Will it be third time lucky for gold futures trading in Hong Kong?
Physical delivery and longer trading time should help the HKEX to achieve higher turnover on its third attempt to launch gold trading, say traders
Will it be a case of third time lucky as Hong Kong Exchanges and Clearing attempts once again to launch gold futures on Monday?
There is certainly a sense of optimism among traders this time around, as the new products offer physical delivery and favourable trading times.
Seen as the latest move by the local bourse to diversify its income sources and products, HKEX chief executive Charles Li Xiaojia will host a ceremony for the launch of two new gold futures products – one in US dollars the other in yuan – with physical delivery.
“I believe HKEX will be successful in launching the gold futures this time as it has physical delivery of the products, which will attract gold jewellery manufacturers and users to trade. The previous gold futures traded at the exchange did not have physical delivery, which was why there were such little trading,” said Haywood Cheung Tak-hay, president of the Chinese Gold and Silver Exchange Society (CGSE), which trades spot gold in taels, a weight fixed in China at 50 grams.
Cheung does not consider HKEX as a competitor.
“HKEX and the Chinese Gold & Silver Exchange Society are partners and not competitors. We have signed a memorandum of understanding for us to co-operate with each others in gold trading,” Cheung said.
In an interview with the South China Morning Post, Cheung said HKEX would consider using the local gold bourse’s gold vault and other facilities for physical delivery. The 170 members of the CGSE would like to use the HKEX products for hedging their investments.
“The gold market is very active nowadays and we can have more than one market to trade gold. What is more important is to have the right products for the investors to trade,” he added.

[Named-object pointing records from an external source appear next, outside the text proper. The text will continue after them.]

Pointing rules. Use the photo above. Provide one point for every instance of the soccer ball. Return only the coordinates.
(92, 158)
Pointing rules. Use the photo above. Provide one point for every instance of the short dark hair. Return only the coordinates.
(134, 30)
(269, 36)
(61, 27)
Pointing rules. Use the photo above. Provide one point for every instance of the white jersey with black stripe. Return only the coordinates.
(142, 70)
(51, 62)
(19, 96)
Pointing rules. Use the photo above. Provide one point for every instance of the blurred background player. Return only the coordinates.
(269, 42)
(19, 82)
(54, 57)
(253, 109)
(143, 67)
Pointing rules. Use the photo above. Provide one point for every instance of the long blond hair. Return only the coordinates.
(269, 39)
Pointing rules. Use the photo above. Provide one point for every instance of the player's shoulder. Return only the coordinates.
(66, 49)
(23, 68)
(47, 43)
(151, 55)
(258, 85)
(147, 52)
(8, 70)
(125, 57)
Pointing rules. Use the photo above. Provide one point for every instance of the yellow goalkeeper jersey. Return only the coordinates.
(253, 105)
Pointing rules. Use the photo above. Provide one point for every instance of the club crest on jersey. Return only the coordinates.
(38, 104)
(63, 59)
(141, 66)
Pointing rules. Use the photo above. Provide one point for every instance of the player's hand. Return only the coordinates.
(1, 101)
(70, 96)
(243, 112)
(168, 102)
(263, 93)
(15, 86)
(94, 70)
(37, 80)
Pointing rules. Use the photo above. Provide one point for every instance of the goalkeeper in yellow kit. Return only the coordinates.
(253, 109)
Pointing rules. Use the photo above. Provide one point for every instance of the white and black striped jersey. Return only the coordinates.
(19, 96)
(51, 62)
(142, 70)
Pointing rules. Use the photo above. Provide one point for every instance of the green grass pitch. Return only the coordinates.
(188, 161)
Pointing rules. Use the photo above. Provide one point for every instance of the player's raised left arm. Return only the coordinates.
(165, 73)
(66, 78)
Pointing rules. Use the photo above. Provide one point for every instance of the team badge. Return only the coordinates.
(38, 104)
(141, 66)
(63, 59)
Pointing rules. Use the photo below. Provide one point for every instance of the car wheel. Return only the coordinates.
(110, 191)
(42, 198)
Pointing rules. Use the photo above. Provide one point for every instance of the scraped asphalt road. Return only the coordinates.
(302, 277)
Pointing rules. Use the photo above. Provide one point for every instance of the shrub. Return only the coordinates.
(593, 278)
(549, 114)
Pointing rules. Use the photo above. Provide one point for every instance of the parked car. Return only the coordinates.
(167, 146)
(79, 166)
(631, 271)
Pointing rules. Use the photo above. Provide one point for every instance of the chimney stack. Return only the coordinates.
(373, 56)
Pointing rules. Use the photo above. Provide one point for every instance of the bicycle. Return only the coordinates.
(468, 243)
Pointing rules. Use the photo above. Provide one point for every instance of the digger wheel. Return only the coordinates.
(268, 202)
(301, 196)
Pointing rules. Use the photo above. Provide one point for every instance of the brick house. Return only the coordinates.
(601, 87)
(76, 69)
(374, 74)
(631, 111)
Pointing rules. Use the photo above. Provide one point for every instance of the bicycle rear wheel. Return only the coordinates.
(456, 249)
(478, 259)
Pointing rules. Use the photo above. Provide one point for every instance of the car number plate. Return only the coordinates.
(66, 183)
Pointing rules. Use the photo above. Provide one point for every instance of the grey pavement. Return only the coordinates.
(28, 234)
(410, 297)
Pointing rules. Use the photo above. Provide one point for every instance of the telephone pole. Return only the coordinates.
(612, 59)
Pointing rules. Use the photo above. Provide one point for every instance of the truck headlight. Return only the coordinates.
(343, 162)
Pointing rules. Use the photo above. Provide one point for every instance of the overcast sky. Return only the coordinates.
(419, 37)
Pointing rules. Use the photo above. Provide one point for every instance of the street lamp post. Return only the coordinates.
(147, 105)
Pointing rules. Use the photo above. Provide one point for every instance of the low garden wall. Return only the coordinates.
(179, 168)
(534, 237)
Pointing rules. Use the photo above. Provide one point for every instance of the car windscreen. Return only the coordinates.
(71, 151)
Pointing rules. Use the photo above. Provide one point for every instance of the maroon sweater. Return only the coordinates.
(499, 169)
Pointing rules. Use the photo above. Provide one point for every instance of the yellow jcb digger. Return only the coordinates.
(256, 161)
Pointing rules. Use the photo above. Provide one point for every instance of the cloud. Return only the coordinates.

This will be the third attempt by HKEX to launch gold futures contracts.
The last was during the financial crisis in October 2008. That contract was scrapped in March 2015 after drawing little interest and recording virtually no turnover in 2014.
The Futures Exchange, now a unit of HKEX, first traded gold futures in the 1980s. But that was abolished in the mid-’90s owing to a lack of interest.
Jasper Lo Cho-yan, chief strategist at King International Financial Holdings and a gold trader of 20 years, said the previous two exchange-traded gold products were hard to sell as their margins were too high.
“I tried to sell the HKEX gold products to clients when it launched them in 2008 but it was very hard to convince investors to trade, as it demanded too high a deposit and its trading hours were too short,” Lo said.
Usually, gold trading firms only charge customers 3 to 5 per cent of the deposit for gold futures products but the previous HKEX contracts required a margin of 10 to 15 per cent of the value of the contracts, Lo said.
The new gold futures collect a margin of about 5 to 8 per cent of the value of the contract, which is more reasonable, Lo said.
“The political tension between the US and North Korea as well as other geographic conflict would add demand to gold trading. The HKEX has found the right time to relaunch the gold products,” he said.
Alfred Yeung Ping-kwan, founding chairman of Glory Sky Group, which trades gold and stocks for customers, also believes the gold futures to be launched on Monday will be popular because they offer better product features and more friendly trading hours.
“The gold futures launched in 2008 only traded eight hours a day, which made it hard to compete with overseas exchange,” he said.
Lessons have been learned, and the two new gold futures will trade 16 hours a day.
“This is better than the gold futures before. However, some investors may still consider this not to be long enough as many overseas markets trade almost around the clock already,” said Yeung.
Chicago Mercantile Exchange (CME) in the US, for example, trades 23 hours a day.
Cheung agreed that HKEX should consider extending the trading hours for its gold products to “around the clock” at a later stage.